それは、私だけではなくて大勢の市民がそのように言っております。決して、国内だから助けに行く、国外の人はやらない、そういうことではありません。現に、民主党は、そうした今度のスマトラ沖地震にも一刻も早く救援すべきだと言い、私自身も、街頭でスマトラ沖地震のための募金運動もやってまいりました。新潟のためにもやりました。
私は、新潟かイラクか、そういう単純な構図だけでこれを言っているわけではありません。
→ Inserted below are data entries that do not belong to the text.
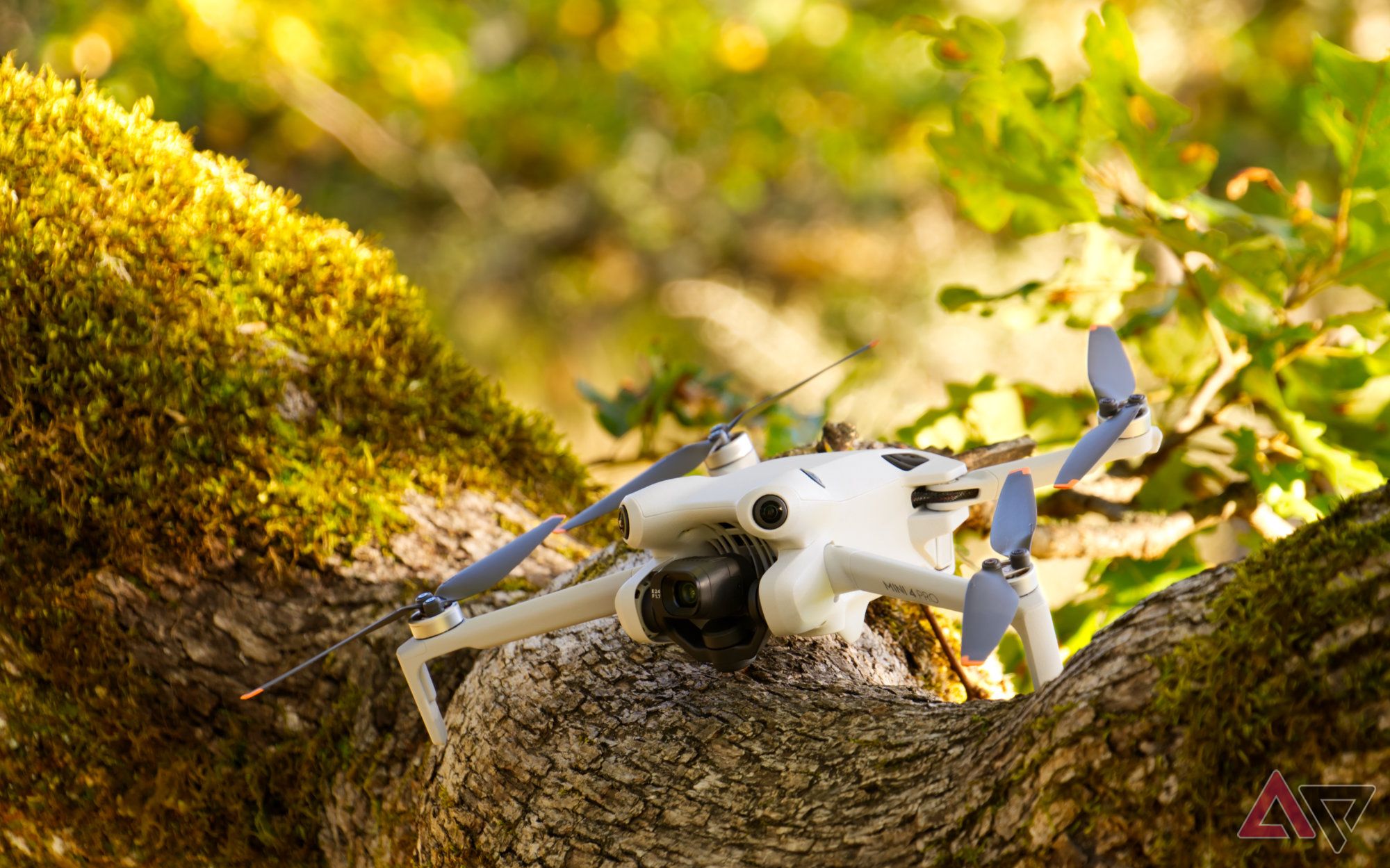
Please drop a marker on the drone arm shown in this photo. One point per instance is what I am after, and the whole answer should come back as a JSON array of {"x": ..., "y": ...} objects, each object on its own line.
[
  {"x": 576, "y": 604},
  {"x": 1043, "y": 469},
  {"x": 853, "y": 569}
]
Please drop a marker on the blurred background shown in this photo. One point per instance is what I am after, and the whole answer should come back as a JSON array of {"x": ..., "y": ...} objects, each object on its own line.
[
  {"x": 743, "y": 187},
  {"x": 607, "y": 195}
]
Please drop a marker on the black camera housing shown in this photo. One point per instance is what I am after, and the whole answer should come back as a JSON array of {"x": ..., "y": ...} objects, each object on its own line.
[
  {"x": 719, "y": 623},
  {"x": 771, "y": 512}
]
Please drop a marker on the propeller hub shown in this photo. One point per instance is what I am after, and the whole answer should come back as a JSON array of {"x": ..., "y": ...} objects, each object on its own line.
[
  {"x": 430, "y": 604},
  {"x": 445, "y": 616}
]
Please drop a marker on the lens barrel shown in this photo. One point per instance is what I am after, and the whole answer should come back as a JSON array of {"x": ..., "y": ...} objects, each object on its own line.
[{"x": 771, "y": 512}]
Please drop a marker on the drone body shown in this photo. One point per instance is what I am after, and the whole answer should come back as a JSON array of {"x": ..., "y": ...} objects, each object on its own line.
[{"x": 794, "y": 546}]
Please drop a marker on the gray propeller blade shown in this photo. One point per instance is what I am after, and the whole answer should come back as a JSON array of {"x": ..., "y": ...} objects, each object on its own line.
[
  {"x": 1089, "y": 451},
  {"x": 693, "y": 455},
  {"x": 486, "y": 572},
  {"x": 990, "y": 603},
  {"x": 673, "y": 466},
  {"x": 1017, "y": 515},
  {"x": 1107, "y": 365},
  {"x": 370, "y": 628}
]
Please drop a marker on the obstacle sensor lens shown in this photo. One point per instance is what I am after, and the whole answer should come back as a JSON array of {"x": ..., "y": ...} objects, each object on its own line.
[
  {"x": 771, "y": 511},
  {"x": 687, "y": 594}
]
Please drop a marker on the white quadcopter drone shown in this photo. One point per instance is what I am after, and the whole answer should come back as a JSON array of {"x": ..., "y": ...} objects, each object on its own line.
[{"x": 793, "y": 546}]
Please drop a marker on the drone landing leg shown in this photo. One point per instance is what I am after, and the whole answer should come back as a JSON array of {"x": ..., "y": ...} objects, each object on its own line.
[
  {"x": 564, "y": 608},
  {"x": 1033, "y": 623}
]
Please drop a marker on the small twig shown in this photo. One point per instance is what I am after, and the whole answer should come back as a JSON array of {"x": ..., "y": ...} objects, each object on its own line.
[
  {"x": 971, "y": 690},
  {"x": 1232, "y": 362}
]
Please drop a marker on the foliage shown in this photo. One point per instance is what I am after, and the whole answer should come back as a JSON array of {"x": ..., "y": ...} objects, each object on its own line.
[
  {"x": 689, "y": 395},
  {"x": 1259, "y": 380},
  {"x": 195, "y": 375}
]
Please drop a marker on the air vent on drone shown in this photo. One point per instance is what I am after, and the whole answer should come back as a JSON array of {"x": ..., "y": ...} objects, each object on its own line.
[
  {"x": 906, "y": 461},
  {"x": 737, "y": 543}
]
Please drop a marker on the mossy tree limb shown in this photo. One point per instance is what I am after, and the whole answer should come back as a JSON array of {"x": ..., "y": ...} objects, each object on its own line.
[{"x": 586, "y": 748}]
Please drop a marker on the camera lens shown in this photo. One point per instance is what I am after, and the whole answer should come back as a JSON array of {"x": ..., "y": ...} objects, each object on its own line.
[
  {"x": 687, "y": 594},
  {"x": 771, "y": 511}
]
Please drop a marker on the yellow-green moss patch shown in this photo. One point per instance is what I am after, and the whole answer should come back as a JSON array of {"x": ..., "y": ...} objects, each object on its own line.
[
  {"x": 194, "y": 372},
  {"x": 186, "y": 357}
]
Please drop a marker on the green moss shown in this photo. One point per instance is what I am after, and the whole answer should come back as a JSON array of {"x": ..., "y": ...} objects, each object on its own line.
[
  {"x": 183, "y": 352},
  {"x": 1263, "y": 691},
  {"x": 195, "y": 372}
]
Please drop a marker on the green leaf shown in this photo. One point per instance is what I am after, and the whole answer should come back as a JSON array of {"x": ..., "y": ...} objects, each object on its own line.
[
  {"x": 970, "y": 45},
  {"x": 1353, "y": 110},
  {"x": 1348, "y": 473},
  {"x": 1013, "y": 156},
  {"x": 1140, "y": 119}
]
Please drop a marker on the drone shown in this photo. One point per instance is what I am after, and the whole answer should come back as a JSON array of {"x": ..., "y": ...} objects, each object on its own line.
[{"x": 794, "y": 546}]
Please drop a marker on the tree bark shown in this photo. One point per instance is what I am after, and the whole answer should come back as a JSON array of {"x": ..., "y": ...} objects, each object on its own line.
[{"x": 586, "y": 748}]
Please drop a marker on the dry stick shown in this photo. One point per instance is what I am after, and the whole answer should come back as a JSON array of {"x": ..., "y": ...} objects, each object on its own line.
[
  {"x": 1232, "y": 362},
  {"x": 971, "y": 690}
]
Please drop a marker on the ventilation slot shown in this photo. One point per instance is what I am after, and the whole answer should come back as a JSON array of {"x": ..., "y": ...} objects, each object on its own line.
[
  {"x": 906, "y": 461},
  {"x": 736, "y": 543}
]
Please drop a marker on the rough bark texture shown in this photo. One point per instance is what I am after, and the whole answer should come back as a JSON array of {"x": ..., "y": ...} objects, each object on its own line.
[{"x": 584, "y": 748}]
多くのこれに絡んだ問題があります。例えば、戦闘地域か非戦闘地域かという問題についても、自衛隊が行っているところは非戦闘地域であると。これについては、昨日も同僚議員からの質問もありました。
私は、もっとわかりやすい表現を小泉総理が望まれるのであれば、これは、交通信号に例えて言えば、青信号だから渡っていい、赤信号は渡ってはいけない。日本の子供たち、憲法をわからない子供たちでさえも知っているたった一つのルールは、青信号なら渡っていい、赤信号は渡ってはいけない。
だからこそ岡田代表が、あそこは自衛隊が行ってもいい非戦闘地域なのか、戦闘地域なのか答えてほしい。自衛隊が行けば非戦闘地域になるんだということは、人が渡れば、それは信号を見なくても青信号に決まっている、これは子供たちにとても説明できる論理ではないんです。信号を見てから渡りなさいと学校の先生は子供たちに教えているんです。そういう子供たちが大人になっているんです。
にもかかわらず、信号は見なくても、人が渡っていれば青信号だというのは、総理、これは論理の矛盾どころか、私は教育上も大変悪い説明の仕方だと思います。一言、御意見があればおっしゃってください。